Néstor Colmenares

No. 43 – Nacional
- Position: Power forward
- League: Liga Uruguaya de Básquetbol

Personal information
- Born: September 5, 1987 (age 37) Caracas, Venezuela
- Listed height: 6 ft 8 in (2.03 m)
- Listed weight: 243 lb (110 kg)

Career information
- College: Indian Hills CC (2005–2007); Campbellsville (2007–2010);
- NBA draft: 2010: undrafted

Career history
- 2006: Cocodrilos de Caracas
- 2011: Unión de Sunchales
- 2011–2012: Huracanes de Tampico
- 2012: Cocodrilos de Caracas
- 2012: Centauros de Apure
- 2013: Estrellas Orientales
- 2013–2014: Abejas de Guanajuato
- 2014–2015: Trouville
- 2015: Cocodrilos de Caracas
- 2015–2019: Guaros de Lara
- 2019–2020: Maccabi Haifa
- 2020: U-BT Cluj-Napoca
- 2020–2021: Instituto de Córdoba
- 2021: Cocodrilos de Caracas
- 2021–2022: Club Atlético Goes
- 2022: Trotamundos de Carabobo
- 2022–2023: Club Atlético Goes
- 2023: Trotamundos de Carabobo
- 2023: Halcones Rojos Veracruz
- 2023–2024: Gladiadores de Anzoátegui
- 2024: Trotamundos de Carabobo
- 2024–present: Nacional

Career highlights
- FIBA Intercontinental Cup champion (2016); 2× FIBA Americas League champion (2016, 2017);

= Néstor Colmenares =

Venezuelan basketball player (born 1987)

Néstor Enrique Colmenares Uzcategui (born September 5, 1987) is a Venezuelan professional basketball player for Nacional of the Liga Uruguaya de Básquetbol. He is also a member of the senior Venezuela National Team. A power forward, his nickname is "La Bestia" ("The Beast"), He is known as a proficient rebounder.

==College career==
Colmenares played college basketball at Indian Hills C.C. (JUCO), and at Campbellsville (NAIA).

==Professional career==
In his pro career, Colmenares has played in both the 2nd-tier South American League, and the 1st-tier FIBA Americas League. He won the 2016 FIBA Americas League championship with Guaros de Lara.

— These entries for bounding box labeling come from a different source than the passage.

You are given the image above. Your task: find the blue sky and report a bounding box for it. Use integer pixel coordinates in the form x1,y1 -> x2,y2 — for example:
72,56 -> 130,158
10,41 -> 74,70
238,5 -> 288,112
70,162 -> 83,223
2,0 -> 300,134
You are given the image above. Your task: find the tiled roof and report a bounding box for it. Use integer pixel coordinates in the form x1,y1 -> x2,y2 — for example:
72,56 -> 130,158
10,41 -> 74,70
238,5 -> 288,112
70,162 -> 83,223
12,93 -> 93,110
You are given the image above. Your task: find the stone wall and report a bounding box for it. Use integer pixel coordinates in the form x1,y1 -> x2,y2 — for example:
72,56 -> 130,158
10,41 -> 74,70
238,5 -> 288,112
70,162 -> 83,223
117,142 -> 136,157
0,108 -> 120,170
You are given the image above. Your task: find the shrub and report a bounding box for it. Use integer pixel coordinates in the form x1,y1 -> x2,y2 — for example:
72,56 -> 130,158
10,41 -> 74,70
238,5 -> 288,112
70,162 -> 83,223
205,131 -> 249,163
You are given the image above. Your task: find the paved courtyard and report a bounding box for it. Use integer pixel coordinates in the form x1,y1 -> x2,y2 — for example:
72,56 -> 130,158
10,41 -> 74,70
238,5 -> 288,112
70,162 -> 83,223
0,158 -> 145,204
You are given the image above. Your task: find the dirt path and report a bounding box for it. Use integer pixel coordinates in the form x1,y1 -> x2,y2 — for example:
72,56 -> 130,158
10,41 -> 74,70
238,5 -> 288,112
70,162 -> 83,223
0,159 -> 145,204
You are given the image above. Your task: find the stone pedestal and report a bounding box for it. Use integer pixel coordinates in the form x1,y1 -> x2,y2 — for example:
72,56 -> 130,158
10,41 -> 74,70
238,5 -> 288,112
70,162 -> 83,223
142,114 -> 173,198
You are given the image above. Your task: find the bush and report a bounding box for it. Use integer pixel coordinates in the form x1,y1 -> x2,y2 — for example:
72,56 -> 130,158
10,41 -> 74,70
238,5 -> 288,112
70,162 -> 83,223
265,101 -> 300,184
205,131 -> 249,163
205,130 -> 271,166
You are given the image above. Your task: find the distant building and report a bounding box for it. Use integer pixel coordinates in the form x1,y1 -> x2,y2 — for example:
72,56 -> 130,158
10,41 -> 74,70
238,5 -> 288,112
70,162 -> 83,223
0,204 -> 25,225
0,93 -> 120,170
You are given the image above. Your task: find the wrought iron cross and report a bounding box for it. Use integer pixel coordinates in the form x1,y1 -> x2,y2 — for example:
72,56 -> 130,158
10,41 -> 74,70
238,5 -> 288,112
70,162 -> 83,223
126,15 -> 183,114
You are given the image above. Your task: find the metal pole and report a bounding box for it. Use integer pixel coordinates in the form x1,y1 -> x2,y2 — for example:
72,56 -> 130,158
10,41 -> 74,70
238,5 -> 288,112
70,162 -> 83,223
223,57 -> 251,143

On November 5, 2019, Colmenares signed with Maccabi Haifa of the Israeli Premier League. He averaged 10.7 points and 9.2 rebounds per game. On August 30, 2020, Colmenares signed with U-BT Cluj-Napoca of the Liga Națională.

==National team career==
With the senior men's Venezuela national basketball team, Colmenares has played at the following tournaments: the 2011 FIBA Americas Championship, the 2013 FIBA Americas Championship, the 2014 South American Championship, where he won a gold medal, the 2015 Pan American Games, the 2015 FIBA Americas Championship, where he won a gold medal, the 2016 South American Championship, where he won a gold medal, and the 2016 Summer Olympics.